Février 2005. C’est sûr. Normalement, je ne suis pas bon pour situer un événement dans le temps. J’ai toujours eu des problèmes avec les frises chronologiques. Mais ces cinq jours de février restent gravés. Indélébiles. L’avion s’arrache. Le fleuve Niger s’éloigne. De la poussière rouge sur les pompes. Je ramène tout avec moi. Et je ferme les yeux pour que les étoiles ne s’en échappent pas. Depuis, je vis avec Étonnants Voyageurs une succession de premières fois. Elles se racontent avec des flashs.
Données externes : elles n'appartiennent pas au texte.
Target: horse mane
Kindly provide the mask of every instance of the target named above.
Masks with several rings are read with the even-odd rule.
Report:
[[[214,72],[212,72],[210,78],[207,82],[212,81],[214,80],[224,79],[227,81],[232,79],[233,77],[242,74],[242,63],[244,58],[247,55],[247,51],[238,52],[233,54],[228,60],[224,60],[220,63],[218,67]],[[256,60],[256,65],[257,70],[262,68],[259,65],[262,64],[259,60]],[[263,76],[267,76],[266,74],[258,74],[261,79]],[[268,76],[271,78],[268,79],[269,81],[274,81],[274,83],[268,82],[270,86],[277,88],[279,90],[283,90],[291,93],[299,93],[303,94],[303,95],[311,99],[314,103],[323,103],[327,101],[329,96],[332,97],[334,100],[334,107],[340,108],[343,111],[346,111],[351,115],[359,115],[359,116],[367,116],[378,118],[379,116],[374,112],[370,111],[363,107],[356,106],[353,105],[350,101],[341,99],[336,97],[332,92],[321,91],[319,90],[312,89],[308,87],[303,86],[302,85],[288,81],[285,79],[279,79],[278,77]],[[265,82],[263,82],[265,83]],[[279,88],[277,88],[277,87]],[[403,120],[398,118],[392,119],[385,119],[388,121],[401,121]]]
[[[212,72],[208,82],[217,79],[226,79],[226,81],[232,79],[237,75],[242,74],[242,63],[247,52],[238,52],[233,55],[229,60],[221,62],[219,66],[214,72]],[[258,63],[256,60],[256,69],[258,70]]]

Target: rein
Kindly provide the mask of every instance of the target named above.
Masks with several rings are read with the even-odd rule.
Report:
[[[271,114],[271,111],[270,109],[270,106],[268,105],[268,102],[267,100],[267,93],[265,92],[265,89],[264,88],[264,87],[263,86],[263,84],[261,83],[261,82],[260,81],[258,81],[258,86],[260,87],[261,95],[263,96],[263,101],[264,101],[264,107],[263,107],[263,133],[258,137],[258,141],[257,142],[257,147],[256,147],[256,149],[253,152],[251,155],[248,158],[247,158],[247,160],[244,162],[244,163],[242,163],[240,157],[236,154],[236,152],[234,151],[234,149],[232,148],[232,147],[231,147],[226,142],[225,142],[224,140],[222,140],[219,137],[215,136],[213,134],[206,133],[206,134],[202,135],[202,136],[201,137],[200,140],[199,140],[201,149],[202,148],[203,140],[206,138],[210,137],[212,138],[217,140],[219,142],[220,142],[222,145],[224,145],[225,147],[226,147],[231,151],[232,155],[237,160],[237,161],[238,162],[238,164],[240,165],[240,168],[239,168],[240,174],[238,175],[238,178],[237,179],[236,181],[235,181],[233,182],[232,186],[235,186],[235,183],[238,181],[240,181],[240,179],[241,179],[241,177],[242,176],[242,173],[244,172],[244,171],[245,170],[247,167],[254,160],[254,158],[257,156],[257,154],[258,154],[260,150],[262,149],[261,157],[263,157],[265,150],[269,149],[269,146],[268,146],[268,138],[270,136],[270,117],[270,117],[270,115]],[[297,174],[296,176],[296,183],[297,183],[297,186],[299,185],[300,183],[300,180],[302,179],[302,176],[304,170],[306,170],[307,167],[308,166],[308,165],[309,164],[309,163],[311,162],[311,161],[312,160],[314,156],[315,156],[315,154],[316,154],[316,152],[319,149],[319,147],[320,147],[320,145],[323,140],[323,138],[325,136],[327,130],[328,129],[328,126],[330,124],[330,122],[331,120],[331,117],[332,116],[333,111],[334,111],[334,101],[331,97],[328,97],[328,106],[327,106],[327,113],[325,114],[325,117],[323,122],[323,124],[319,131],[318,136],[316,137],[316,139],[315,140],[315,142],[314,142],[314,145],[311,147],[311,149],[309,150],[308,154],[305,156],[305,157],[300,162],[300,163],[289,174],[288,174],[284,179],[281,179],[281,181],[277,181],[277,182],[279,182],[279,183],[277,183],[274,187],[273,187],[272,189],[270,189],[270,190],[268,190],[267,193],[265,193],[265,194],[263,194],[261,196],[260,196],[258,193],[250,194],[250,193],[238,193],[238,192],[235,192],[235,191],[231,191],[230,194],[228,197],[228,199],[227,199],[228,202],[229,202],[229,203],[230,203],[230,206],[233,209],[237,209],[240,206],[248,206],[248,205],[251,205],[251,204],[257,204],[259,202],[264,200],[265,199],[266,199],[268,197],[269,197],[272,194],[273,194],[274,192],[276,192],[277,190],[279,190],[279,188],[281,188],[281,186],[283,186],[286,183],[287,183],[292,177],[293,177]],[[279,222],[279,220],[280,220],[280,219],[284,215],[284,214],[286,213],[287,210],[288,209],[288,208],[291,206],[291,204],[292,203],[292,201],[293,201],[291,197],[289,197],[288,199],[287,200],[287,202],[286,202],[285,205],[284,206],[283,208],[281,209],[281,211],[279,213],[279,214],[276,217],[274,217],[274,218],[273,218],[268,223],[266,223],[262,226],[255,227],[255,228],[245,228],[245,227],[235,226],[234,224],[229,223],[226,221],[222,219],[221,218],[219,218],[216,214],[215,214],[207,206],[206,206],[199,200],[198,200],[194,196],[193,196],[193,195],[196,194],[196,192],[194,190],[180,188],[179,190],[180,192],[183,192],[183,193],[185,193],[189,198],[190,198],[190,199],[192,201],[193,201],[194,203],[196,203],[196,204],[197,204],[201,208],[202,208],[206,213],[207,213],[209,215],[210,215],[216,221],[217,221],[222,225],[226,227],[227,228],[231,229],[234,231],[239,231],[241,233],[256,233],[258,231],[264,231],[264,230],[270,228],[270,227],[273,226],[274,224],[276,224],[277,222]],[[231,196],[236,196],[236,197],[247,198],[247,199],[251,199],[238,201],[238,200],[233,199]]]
Mélani m’appelle. Sa voix est douce. On parle de « slam ». À l’époque, ce mot ne veut pas dire grand-chose. Elle a l’air cool. Étonnants Voyageurs ? Non, je ne connais pas. Elle me dit qu’elle m’a vu sur scène. Moi, je ne me sens pas poète. J’écris pas super bien, je mets trop de mots. Je débute. Et puis là, je suis dans une période de ma vie un peu étrange, tu vois. Elle me dit qu’elle voudrait m’inviter au festival. C’est où ? À Bamako. Je dis oui. Direct.

En cinq jours, j’en ai vécu dix. Je ne voulais pas dormir. Pour avoir l’impression que le temps passe moins vite. Stop. J’arrive… Sans filtre. Jogging. Casquette. Tongs. On se présente. Michel, Yvon, Maëtte, Alain, Abdourahman, Helon. Je ne connais personne. Mais tout le monde m’ouvre les bras. Je ne sais pas qui fait quoi. Mais ce soir ça ne compte pas. On se tutoie. Première bière. Première bouffée d’air.

Première scène. Je suis assis au jardin. Le micro est de l’autre côté. Alain Mabanckou parle. C’est du sérieux. Puis, c’est au tour d’Yvon Le Men. Il dit un poème. Je prends une claque. Le micro passe de main en main. Plus il se rapproche, plus je m’affaisse dans la chaise en plastique. C’est à mon tour. Je suis pétrifié. Je ne peux plus m’enfuir. Alors je me lève. Je m’avance un peu. « Slam ? » On me répond : « Sauvage ! » Et je jette un poème. Presque dans un seul souffle. Je suis là et ailleurs. À Paris et Bamako en même temps.

Deuxième couplet. On m’écoute, ça a l’air de marcher. Je reste dans le texte. Debout. Dans l’instant. Dernier quatrain. J’articule. Je fixe un point à l’horizon. Je parle avec des silences. Je m’arrête sur un merci. Puis me rassoit. Ils ne le savent pas, qu’ils viennent de me sauver.
Et combien d’autres premières fois ?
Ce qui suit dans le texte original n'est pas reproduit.